After a nearly year-long hiatus, the FAA’s drone advisory committee (DAC) met June 6 with a new chairman and a tasking from the agency to marshal industry behind a coming requirement that drones be capable of being identified in flight.

The FAA recently postponed the planned release of a remote identification (ID) notice of proposed rulemaking for drones from July to September, and publication of a final rule is “likely up to 24 months away,” according to a presentation by Jay Merkle, executive director of the Unmanned Aircraft Systems (UAS) Integration Office.

But Merkle said there is an opportunity now for drone manufacturers and operators to adopt remote ID standards developed by the Consumer Technology Association (CTA) and ASTM International in advance of the regulation.

The CTA’s portable handheld and in-vehicle electronics committee in April 2017 published guidance for manufacturers on creating physical serial numbers and optional electronic serial numbers to identify individual drones. ASTM’s F38 unmanned aircraft systems technical committee is developing multiple standards for drone hardware, software and components, including for remote ID and tracking.

“We would like to propose that the DAC set up a task group focused on driving industry-led voluntary compliance with Remote ID ahead of the rulemaking,” Merkle told the committee. “We would like the DAC to provide a set of recommendations outlining the process and framework for driving voluntary industry compliance, and our recommendation is that you get that to us in 90 days,” he added.

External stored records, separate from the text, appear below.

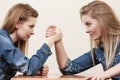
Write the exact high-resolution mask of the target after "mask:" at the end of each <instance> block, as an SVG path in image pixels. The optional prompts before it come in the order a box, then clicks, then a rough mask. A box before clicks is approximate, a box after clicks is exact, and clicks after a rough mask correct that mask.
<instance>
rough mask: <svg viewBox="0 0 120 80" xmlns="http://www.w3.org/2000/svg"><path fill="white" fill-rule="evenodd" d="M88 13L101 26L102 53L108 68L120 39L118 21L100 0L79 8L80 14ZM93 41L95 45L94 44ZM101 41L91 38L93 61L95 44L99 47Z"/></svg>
mask: <svg viewBox="0 0 120 80" xmlns="http://www.w3.org/2000/svg"><path fill="white" fill-rule="evenodd" d="M87 14H90V15H91V17H92V18H94V19H97V20H98V21H99V23H100V25H101V28H102V40H103V46H104V55H105V59H106V69H108V68H110V67H111V65H112V63H113V59H114V57H115V54H116V50H117V46H118V41H119V39H120V23H119V20H118V19H117V17H116V15H115V13H114V11H113V10H112V8H111V7H110V6H109V5H108V4H106V3H105V2H102V1H92V2H90V3H89V4H87V5H85V6H83V7H82V8H81V10H80V16H81V18H82V16H83V15H87ZM94 43H95V45H94ZM101 43H102V41H101V40H98V41H97V42H95V41H93V40H92V39H91V55H92V59H93V64H95V62H94V51H93V48H94V47H95V46H97V47H99V46H100V45H101Z"/></svg>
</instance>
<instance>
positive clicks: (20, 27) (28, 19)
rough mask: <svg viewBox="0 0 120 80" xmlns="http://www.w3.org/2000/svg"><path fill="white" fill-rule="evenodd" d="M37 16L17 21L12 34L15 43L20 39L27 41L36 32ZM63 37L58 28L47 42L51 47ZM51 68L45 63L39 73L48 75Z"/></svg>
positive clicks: (47, 39) (11, 34) (11, 35)
mask: <svg viewBox="0 0 120 80" xmlns="http://www.w3.org/2000/svg"><path fill="white" fill-rule="evenodd" d="M36 20H37V19H36V18H35V17H29V18H28V20H27V21H26V22H24V23H19V22H18V23H17V24H16V25H15V27H16V30H15V31H14V32H13V33H12V34H10V36H11V38H12V41H13V43H15V42H16V41H18V40H23V41H26V40H28V39H29V38H30V37H31V35H33V34H34V27H35V24H36ZM60 38H61V30H57V32H55V34H54V35H52V36H51V37H48V38H46V42H45V43H46V44H47V45H48V46H49V47H50V48H51V47H52V45H53V43H54V42H55V41H57V40H59V39H60ZM48 71H49V68H48V66H47V65H43V67H42V68H41V69H40V70H39V71H38V74H40V75H42V76H46V75H47V74H48Z"/></svg>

Completing the Remote ID requirement is fundamental to facilitating more complex drone operations, including flights over people, beyond visual line-of-sight (BVLOS) of the operator, and eventually UAS Traffic Management (UTM), Merkle said.

“If we don’t get Remote ID correct, it’s my view that we will never have UTM,” he said.

Merkle also briefed the committee on planning by the FAA and US Department of Transportation (DOT) to organize a “Drone Safety Awareness Week” series of events in November. The aim is to make the drone-safety week an annual event.

The 35-member group of senior executives representing manufacturers, airports, state and city governments, aviation industry labor groups and trade associations last met as a full committee in July 2018.

After conducting a solicitation to fill open vacancies on the committee, the DOT in May named PrecisionHawk CEO Michael Chasen as chairman of a reconstituted DAC with 12 new members. He succeeds Brian Krzanich, who led the committee since its start in 2016 before resigning as Intel Corp. CEO.

In opening remarks, Chasen said his top priorities for the DAC will be to make recommendations to the FAA on the remote ID regulation, BVLOS flights, counter-UAS systems, the process of obtaining waivers from operating limitations, and developing public-private partnerships to advance the industry.